Hasil analisis filogenetik mengindikasikan terdapat perbedaan taksonomi antara kodok di dataran tinggi utara dan selatan. “Hasil identifikasi karateristik morfologis, genetik dan akustik dari ketiga spesies baru tersebut berbeda dengan dua spesies genus Sigalegalephrynus sebelumnya yaitu Sigalegalephrynus mandailinguensis, dari gunung Sorikmarapi, Sumatera Utara dan Sigalegalephrynus minangkabauensis dari gunung Kunyit, Jambi,” ujar Irvan. Penemuan jenis baru ini dipublikasikan di jurnal Zootaxa vol. 4679.

Burung pemakan madu dari Pulau Alor

Penemuan burung jenis baru Myzomela prawiradilagae berkontribusi menambah daftar panjang temuan satwa endemik burung di Indonesia.
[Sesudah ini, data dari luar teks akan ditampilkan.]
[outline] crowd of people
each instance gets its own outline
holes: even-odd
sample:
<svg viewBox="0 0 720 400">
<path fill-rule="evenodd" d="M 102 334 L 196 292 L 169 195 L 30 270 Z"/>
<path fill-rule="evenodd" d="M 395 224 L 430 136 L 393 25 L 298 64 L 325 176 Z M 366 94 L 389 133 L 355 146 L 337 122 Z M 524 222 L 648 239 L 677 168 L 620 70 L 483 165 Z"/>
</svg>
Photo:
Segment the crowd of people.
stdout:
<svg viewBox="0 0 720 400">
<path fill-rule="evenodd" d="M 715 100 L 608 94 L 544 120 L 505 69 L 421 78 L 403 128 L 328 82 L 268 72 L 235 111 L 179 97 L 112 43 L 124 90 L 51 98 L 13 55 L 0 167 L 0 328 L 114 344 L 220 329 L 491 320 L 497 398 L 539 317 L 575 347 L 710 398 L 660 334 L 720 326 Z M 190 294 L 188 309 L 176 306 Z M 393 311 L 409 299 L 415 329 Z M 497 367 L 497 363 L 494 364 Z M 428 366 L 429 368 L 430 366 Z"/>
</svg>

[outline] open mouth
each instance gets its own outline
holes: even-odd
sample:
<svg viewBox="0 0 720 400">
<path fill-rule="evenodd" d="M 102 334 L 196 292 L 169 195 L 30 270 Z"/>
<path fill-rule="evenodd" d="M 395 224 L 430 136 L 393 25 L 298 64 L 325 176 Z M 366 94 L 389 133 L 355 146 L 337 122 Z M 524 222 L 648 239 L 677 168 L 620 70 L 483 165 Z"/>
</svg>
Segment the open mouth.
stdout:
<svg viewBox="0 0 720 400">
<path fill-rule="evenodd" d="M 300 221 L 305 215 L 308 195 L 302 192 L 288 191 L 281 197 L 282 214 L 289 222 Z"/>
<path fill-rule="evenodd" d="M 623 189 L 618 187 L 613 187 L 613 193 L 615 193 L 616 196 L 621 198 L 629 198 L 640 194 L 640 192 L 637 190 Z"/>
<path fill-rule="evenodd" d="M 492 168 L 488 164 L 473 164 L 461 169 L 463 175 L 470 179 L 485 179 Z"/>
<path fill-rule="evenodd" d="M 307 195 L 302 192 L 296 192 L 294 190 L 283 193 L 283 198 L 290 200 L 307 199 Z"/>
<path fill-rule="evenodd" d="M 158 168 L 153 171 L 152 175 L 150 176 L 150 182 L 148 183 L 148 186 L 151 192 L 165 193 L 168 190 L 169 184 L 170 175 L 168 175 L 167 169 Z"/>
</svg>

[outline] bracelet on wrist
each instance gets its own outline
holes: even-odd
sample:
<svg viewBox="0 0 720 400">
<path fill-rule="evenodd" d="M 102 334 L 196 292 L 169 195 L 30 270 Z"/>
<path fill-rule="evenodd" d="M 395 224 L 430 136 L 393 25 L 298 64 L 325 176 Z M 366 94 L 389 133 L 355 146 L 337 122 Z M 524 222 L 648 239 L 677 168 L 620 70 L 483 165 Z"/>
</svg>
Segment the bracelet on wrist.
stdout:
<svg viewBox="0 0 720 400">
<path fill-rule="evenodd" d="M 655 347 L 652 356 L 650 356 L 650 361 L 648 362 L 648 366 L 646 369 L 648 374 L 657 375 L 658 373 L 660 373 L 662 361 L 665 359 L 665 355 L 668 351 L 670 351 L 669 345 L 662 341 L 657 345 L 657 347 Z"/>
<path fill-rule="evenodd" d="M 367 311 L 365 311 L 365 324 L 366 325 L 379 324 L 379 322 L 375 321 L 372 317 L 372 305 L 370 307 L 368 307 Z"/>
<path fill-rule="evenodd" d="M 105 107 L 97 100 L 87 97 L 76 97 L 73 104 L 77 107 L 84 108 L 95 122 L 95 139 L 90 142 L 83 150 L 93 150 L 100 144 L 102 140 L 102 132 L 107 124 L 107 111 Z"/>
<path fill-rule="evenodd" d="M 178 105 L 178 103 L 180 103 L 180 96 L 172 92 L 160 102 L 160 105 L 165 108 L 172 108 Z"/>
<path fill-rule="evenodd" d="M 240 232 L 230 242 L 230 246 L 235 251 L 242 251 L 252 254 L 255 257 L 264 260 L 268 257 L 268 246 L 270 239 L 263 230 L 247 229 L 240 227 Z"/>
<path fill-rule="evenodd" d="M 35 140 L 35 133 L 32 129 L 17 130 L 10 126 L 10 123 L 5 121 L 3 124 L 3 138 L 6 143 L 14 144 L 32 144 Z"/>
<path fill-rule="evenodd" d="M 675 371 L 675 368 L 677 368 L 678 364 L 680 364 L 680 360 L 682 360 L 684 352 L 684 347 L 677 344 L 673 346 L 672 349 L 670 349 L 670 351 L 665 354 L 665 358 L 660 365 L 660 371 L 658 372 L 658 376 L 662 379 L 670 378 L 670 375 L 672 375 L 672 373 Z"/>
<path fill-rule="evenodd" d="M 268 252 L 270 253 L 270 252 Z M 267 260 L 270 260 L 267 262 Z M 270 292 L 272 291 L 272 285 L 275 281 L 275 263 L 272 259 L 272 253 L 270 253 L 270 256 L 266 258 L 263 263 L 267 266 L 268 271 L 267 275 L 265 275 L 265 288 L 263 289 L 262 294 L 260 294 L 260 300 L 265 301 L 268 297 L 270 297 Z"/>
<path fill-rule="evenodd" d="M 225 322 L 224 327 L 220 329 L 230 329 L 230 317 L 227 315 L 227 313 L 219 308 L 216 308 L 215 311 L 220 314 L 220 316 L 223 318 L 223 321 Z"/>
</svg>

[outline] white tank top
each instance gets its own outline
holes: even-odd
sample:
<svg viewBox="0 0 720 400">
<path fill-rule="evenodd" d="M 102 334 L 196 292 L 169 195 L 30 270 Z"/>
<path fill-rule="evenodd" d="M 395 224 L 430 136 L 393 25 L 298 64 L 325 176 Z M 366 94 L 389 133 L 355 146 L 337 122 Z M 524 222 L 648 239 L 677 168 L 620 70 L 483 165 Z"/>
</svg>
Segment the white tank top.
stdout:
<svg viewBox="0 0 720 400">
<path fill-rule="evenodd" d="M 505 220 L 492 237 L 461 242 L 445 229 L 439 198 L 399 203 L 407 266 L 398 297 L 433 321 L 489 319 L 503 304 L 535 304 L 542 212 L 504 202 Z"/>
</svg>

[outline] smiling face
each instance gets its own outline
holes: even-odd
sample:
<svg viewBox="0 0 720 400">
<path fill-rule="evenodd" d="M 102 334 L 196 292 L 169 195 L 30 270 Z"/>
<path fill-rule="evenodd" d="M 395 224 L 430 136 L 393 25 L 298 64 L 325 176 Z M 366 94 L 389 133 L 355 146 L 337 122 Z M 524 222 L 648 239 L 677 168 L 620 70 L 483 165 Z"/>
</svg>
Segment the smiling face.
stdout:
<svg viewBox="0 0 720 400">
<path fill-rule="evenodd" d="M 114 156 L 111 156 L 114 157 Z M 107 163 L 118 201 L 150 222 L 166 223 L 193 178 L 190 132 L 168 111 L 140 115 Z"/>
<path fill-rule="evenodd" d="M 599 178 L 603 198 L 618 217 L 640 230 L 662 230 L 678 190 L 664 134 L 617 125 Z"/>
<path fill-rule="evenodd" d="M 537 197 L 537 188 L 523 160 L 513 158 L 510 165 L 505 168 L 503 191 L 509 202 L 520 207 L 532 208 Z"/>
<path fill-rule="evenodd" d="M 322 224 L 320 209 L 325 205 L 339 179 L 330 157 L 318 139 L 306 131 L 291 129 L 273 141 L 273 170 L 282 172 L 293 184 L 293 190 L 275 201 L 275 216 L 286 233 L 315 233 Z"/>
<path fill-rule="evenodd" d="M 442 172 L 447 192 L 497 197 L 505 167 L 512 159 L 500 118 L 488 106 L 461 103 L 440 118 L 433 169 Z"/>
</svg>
Bahkan keberhasilan deskripsi burung endemik asal pulau Alor ini berhasil menambah jumlah total burung genus Myzomela di Indonesia menjadi 20 jenis.

“Secara fisik, Myzomela prawiradilagae memiliki kemiripan warna dengan Myzomela dammermani dari Sumba dan Myzomela vulnerata dari Timor,” terang peneliti bidang ornitologi Pusat Penelitian Biologi LIPI, Mohammad Irham. Dirinya menjelaskan, penamaan burung jenis baru dari pulau Alor ini merupakan bentuk penghargaan kepada peneliti senior bidang ornitologi LIPI, Dewi Prawiradilaga atas kontribusi besarnya untuk pengembangan penelitian ekologi dan konservasi burung Indonesia.

Dia menjelaskan, meskipun burung pemakan madu alias nektorivora tersebut secara filogenetik berkerabat dekat dengan Myzomela kuehni dari pulau Wetar, Maluku, namun dilihat dari karakter morfologi, bioakustik dan ekologi memiliki perbedaan siginfikan.

“Warna merah di kepala Myzomela prawiradilagae lebih mencolok dan memiliki pita kecil yang hanya mencapai tenggorokan. Vokalnya lebih lambat, bernada lebih rendah, dan hampir selalu dimulai denga nada awal. Habitat, terbatas di hutan Eucalyptus,” ujar Irham. Penemuan jenis baru ini telah dipublikasikan di Journal of Ornithology pada 5 Oktober 2019.